The issues upon which all Operation Truth members agree, the three men said, are that the politicians in Washington should not send troops to war without outlining a clear mission and equipping them properly. And when soldiers come home, the politicians should adequately fund veterans' services, they said. Rieckhoff was once asked in an interview if it wasn't just an "urban myth" that some troops didn't have body armor. "I can tell you it's not. I was there." Acosta said he has been forced to navigate a confusing bureaucracy to obtain healthcare services. And Chasteen said he wants Americans to know that failure to plan for postwar Iraq has brought such chaos that the effort to build a democracy may be beyond salvation.

Before the invasion, Chasteen said, he reviewed a stack of documents a foot thick describing the combat plan. "No part of the order told us what to do afterward," he said. Troops kept asking about the post-combat orders. "When they finally came, they were this thick," he said, squishing his fingers together to indicate a thin stack of paper. "I thought, You've got to be kidding."

Chasteen's specialty is chemical weapons, and he recalled the moment he realized that Saddam didn't have any. It was when he crossed the Euphrates River. He had his bubble suit on, to protect against a chemical or biological attack. He held his chemical-detecting instrument in the air, watching to see if anything registered. "There was nothing. We knew that Saddam wanted more than anything to hold on to power, and so if he had the weapons, he would have used them then. But there was nothing." And yet, he noted, it was only last week that Iraq weapons investigator Charles Duelfer officially notified Congress that Saddam had no WMD.

Acosta is less steeped in the policy nuances; his contribution to Operation Truth is sharing the emotional and physical toll of combat. He was injured in July 2003, when an insurgent tossed a grenade into the Humvee in which he was a passenger. Acosta and the driver had left their base at Baghdad International Airport to purchase ice from a roadside stand; Acosta saved the driver's life by grabbing the grenade and tossing it out of the vehicle. It exploded in his hand.
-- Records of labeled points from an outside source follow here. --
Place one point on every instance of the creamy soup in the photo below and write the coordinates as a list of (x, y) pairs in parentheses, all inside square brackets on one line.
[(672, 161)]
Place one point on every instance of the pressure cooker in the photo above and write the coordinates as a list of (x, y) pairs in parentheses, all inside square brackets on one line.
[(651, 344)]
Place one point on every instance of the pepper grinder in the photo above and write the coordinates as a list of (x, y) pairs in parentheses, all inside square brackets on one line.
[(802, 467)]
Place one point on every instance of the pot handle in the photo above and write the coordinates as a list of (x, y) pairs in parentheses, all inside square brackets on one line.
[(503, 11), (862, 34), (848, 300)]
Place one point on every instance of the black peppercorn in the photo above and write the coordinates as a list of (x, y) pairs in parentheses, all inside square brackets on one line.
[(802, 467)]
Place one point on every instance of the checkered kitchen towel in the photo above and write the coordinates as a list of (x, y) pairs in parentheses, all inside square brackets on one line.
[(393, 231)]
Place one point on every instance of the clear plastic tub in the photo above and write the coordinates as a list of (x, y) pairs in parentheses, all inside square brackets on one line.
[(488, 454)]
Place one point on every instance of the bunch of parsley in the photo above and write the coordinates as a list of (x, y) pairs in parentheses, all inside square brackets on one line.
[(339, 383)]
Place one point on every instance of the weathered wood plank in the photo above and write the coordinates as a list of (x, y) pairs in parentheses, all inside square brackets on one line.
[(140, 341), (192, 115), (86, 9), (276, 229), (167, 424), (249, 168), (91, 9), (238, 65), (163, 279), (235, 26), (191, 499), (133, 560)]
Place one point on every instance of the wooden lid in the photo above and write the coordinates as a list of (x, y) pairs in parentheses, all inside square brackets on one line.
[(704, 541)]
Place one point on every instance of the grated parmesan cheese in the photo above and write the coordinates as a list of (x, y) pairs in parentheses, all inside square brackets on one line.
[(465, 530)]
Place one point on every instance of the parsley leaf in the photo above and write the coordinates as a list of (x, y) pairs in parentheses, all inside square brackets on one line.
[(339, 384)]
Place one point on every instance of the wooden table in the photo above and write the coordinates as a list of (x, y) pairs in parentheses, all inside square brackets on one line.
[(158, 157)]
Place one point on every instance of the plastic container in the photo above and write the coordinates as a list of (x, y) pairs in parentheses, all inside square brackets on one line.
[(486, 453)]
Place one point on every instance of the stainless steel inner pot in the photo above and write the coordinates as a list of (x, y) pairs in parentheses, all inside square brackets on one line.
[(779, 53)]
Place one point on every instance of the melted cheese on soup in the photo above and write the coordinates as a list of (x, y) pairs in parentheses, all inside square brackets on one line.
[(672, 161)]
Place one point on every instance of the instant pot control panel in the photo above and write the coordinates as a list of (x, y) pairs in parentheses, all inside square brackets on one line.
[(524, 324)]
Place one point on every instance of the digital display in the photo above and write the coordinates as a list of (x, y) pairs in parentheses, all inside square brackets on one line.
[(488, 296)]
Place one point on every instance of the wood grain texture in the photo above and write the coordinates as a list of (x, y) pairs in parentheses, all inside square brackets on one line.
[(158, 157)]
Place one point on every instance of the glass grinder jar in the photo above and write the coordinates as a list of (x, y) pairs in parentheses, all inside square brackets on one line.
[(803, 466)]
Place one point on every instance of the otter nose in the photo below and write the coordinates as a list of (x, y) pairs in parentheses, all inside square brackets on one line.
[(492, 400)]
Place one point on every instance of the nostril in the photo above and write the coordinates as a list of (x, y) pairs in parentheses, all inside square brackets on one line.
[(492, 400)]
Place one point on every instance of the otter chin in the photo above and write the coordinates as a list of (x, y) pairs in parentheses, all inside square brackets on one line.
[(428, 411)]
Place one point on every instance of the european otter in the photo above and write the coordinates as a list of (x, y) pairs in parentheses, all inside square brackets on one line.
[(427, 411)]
The strange thing about getting your hand blown off, Acosta said, was that it doesn't hurt. "As soon as the grenade flew, the adrenaline started pumping, and it was like that adrenaline took over. Then there was just like a tingly feeling, like my hand had fallen asleep. But I knew it was gone right away. I saw my hand gone, I saw my bones coming out. I looked down at my foot, and my foot was turned completely backwards. I knew my legs were hurt. I didn't know if I was going to keep my leg. I knew my hand was gone, no matter what. And I said to myself, 'OK, my hand's gone. What next?' I tried to grab my rifle, but it fell apart."

Acosta added, "So I'm sitting there thinking, My hand's gone. My leg -- I don't know. And I'm looking down at the ground, at asphalt, because there's no more bottom to the Humvee. I was thinking, We're not going to make it, and I told my buddy, 'Just tell my parents that I love them.' And he cussed me out, telling me I was going to be OK. He was saying, 'Don't worry, I'm going to get you back.' And he got me back. I don't know how, but he did. He just drove."

A few months ago, Acosta heard Rieckhoff interviewed on a California radio station, and he contacted Operation Truth. He said he agreed to appear in the ad "to raise awareness, to let people know what's really going on. You see on the news that one solider got injured, two soldiers got injured, and you think, OK, it will be all right. But the reality is they come back missing limbs or their eyesight, and they've got families and their parents, people that care about them. People should know how these soldiers are affected physically and mentally."

Operation Truth has found that some conservative media outlets don't appreciate its point of view. Rieckhoff said he has appeared only once on Sean Hannity's Fox News show and only once on Laura Ingraham's talk radio show. "They were happy to have us when they thought we were just some dumb soldiers," Rieckhoff said. "But when they realized that we could talk and we were educated, that we'd been on the ground in Iraq, and that it was hard to challenge us, they didn't ask us back."